Pre-procedural computed tomography could help identify heart patients prone to complex lead extractions and locate severe lead adhesions prior to intervention, according to research published in JACC: Clinical Electrophysiology.
Lead complications have become increasingly common over the years, Emma Svennberg, MD, PhD, and colleagues wrote, which makes sense seeing as how a growing population of older patients are being implanted with cardiac electronic devices. And percutaneous lead extraction—necessitated by infection, malfunction, thromboembolism or redundancy after upgrades—isn’t guaranteed to be a risk-free procedure.
Svennberg, of the Karolinska Institutet in Stockholm, Sweden, and co-authors explained that a patient’s risk for lead extraction hinges on a number of factors, including the lead’s age, cause of extraction and established clinical risk factors like female gender, lower BMI and CV comorbidities. Lead perforation, fractures and adhesions can also complicate the process.
“The inherent potential of the lead to form adhesions to the vascular wall, the myocardium or other leads can cause avulsion of venous or myocardial tissues, resulting in potentially life-threatening complications,” the authors wrote. “Leads with longer indwelling times form adhesions, but adhesions may also unpredictably appear in patients with newer leads.”

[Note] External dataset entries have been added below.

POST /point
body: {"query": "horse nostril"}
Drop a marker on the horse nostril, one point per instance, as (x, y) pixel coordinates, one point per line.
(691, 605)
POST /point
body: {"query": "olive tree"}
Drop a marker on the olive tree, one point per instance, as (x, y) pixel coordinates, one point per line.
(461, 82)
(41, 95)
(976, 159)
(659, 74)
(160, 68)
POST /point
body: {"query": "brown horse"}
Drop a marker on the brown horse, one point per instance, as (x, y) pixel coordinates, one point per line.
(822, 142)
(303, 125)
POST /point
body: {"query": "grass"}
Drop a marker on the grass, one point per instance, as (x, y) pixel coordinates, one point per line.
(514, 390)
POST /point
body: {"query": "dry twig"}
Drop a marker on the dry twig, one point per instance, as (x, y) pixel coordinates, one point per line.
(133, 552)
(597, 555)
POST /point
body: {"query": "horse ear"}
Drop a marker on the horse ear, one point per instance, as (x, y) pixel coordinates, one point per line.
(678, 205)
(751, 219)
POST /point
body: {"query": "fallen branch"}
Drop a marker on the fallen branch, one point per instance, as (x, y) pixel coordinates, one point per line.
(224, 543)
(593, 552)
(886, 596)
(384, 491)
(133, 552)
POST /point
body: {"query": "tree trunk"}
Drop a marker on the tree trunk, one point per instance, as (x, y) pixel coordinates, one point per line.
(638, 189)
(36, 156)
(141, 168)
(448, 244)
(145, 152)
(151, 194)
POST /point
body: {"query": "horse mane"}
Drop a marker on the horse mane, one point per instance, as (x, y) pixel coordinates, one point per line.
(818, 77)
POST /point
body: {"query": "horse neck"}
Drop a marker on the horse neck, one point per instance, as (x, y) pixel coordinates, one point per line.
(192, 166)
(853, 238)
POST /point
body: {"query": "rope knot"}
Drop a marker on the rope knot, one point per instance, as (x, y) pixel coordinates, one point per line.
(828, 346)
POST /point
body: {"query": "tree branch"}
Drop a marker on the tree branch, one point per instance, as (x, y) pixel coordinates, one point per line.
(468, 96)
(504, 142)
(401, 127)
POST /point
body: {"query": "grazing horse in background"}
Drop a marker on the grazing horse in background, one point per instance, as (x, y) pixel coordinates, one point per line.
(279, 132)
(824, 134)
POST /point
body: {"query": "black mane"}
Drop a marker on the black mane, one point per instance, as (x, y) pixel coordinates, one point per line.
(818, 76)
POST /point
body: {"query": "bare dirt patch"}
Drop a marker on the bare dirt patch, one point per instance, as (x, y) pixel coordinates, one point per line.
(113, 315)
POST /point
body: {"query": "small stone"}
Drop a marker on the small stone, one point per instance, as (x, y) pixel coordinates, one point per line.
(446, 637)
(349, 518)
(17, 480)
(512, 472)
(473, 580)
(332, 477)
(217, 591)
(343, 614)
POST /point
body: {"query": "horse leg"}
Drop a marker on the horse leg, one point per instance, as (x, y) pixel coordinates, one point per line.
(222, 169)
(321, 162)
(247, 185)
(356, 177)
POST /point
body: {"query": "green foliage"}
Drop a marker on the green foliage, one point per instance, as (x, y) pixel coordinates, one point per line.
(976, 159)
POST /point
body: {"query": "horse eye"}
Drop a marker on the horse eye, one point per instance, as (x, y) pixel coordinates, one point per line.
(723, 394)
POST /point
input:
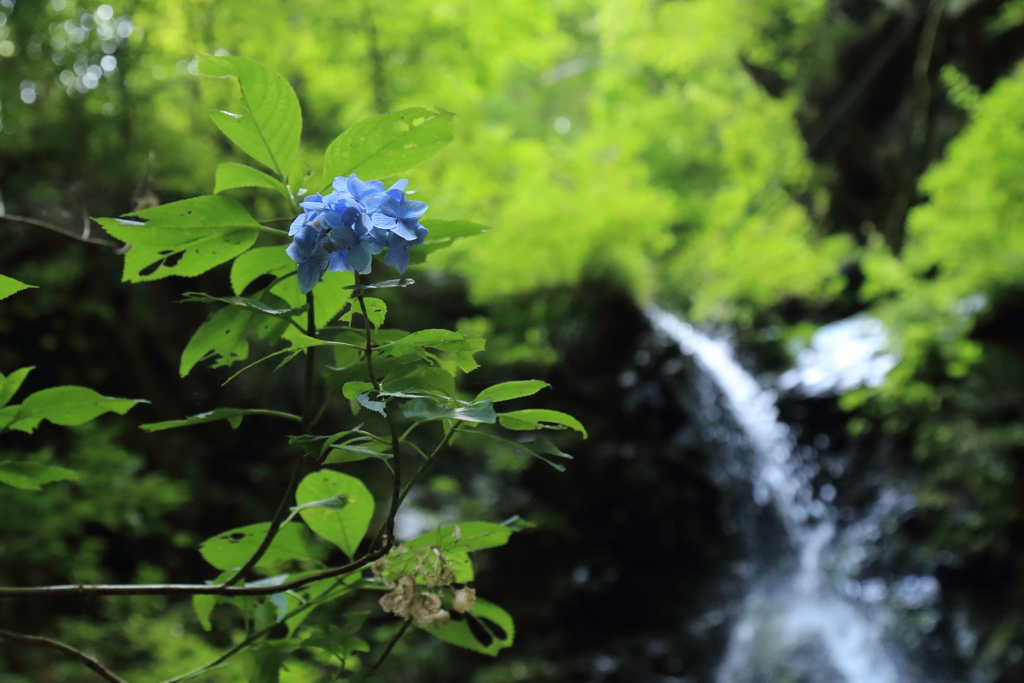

CT is currently recommended by the Heart Rhythm Society as a means to visualize leads and identify any perforations. Svennberg and her team analyzed 143 patients who underwent both computed tomography and lead extraction (LE) in an effort to determine whether CT can also help guide procedural success.
Thirty-five percent of patients in the study pool were women, and most were in their late sixties. Svennberg et al. included patients treated consecutively at the University of California, San Diego, between January 2015 and July 2018, all of whom had CTs performed within 90 days of their planned lead extraction.
The mean age of leads in the study was 111 months, or just over nine years, and the authors reported that 43% were older than 10 years. Prior to LE, CT was able to detect:
- Lead perforation of greater than 5 mm in 13 patients
- Lead perforation of less than 5 mm in 55 patients
- Severe lead adhesions in 65 patients
- Leads touching the vessel wall greater than 1 cm in 102 patients
- Lead fracture in 8 patients
- Severe ipsilateral venous stenosis/occlusion in 36 patients
Lead extraction was complex in 63 cases, Svennberg and colleagues said, and there were two deaths and six major complications in the study population. Patients with more severe lead adhesions had more complex procedures, but no other CT findings were strongly linked to worse outcomes. Predictably, patients with leads older than 10 years and severe lead adhesions saw 6.4 times the risk of a poor outcome.
The authors said that compared with other studies, theirs noted a higher detection rate of the most severe type of adhesion—leads embedded in the vessel wall. CT detected that abnormality in 45.5% of patients compared with just 11% of patients in a similar study by Ehieli et al. The team said the sizeable gap could be the result of different CT protocols and patient selection; Ehieli et al.’s study included consecutive patients while theirs initially only included patients perceived as higher-risk.
“This might have introduced a selection bias, and more significant findings would have been detected on CT compared with a consecutive inclusion,” Svennberg and co-authors wrote.
The researchers said defining the role of pre-procedural CT imaging will be “essential” to the risk assessment process for patients with implanted electronic devices.
“This study demonstrates that the use of a structured CT protocol can aid in the pre-procedure risk assessment and surgical planning,” they wrote. “Larger studies might shed additional light on risk assessment prior to lead extraction.”